Skąd wzięła się tradycja produkowania takich kufli?
Jeszcze do niedawna, kiedy nasze wojsko nie było zawodowe, żołnierze robili sobie chusty na wyjście i tam wypisywali najważniejsze wydarzenia ze swojej służby. Podobnie jest z tymi kuflami. Głównie mają one związek z tematyką militarną, są robione z okazji wyjścia żołnierza do rezerwy. Pierwsze najstarsze kufle, które widziałem były związane z wojną francusko-pruską w latach 1870-1871. Właściwie to wtedy wzięła się tradycja robienia tych kufli. Rzesza niemiecka była bardzo dużym krajem, ponad 200 garnizonów. Najpiękniejsze kufle, a także największa liczba i różnorodność powstały tak mniej więcej od 1895 do wybuchu I wojny światowej, czyli do 1914 roku. Jak wiadomo, po wojnie, armia niemiecka została zredukowana traktatem wersalskim do 100 tysięcy i mimo iż tradycja trwała, jednak te kufle nie były już tak pięknie zdobione i nie były już tak liczne. Takie kufle to typowo niemiecka tradycja, zdarzało się, że w austriackich garnizonach podchwytywano ten pomysł, jednak głównie chodzi o Niemcy przed I wojną światową.
Czym charakteryzują się kufle o tematyce militarnej?
Taki kufel obowiązkowo musi mieć przykrycie cynowe, które wieńczy jakaś figura w zależności jakie to było wojsko.

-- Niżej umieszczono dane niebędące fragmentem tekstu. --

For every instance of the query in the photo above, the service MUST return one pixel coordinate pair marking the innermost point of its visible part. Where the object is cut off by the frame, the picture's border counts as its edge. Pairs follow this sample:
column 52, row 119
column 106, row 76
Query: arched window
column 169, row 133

Jeżeli to była artyleria to zazwyczaj jest to armata, jeśli wojska marynarki wojennej to jest to marynarz, natomiast w przypadku służb wartowniczych będzie to wartownik z lwem u boku, a jeżeli kawaleria to kawalerzysta na koniu. Na pierwszej stronie kufla jest na przykład obrazek garnizonu, zdjęcie dowódcy regimentu lub panującego monarchy. Obowiązkowo musi być ręcznie napisane imię i nazwisko rezerwisty, numer garnizonu, w jakim pułku, kompani służył oraz w jakich latach. Na lewym i prawym boku są charakterystyczne scenki rodzajowe. Najczęściej spotykane motywy to ćwiczenia na poligonie, czas wolny, czyli biesiadowanie przy piwie, biwak żołnierski, randka z dziewczyną lub też pobyt w anclu. Z tyłu taki kufel posiada imiona i nazwiska innych rezerwistów, którzy służyli w tej kompanii, opisane po obu stronach uchwytu. Najbardziej charakterystyczną częścią takiego kufla jest tzw. prześwit. Jak otworzy się kufel, spojrzy w dno i skieruje je w stronę światła to widać tam obrazek. Najczęściej to wizerunek monarchy, motyw militarny lub żołnierz z dziewczyną. Oficerom, z racji pełnienia swojego stanowiska, nie wypadało robić takich kufli, gdyż piwo nie było dla nich powodem do dumy. Zamiast tego robili sobie filiżanki, również z motywami militarnymi. Tych filiżanek jest o wiele mniej i są trudniejsze do zdobycia, ponieważ oficerów było mniej.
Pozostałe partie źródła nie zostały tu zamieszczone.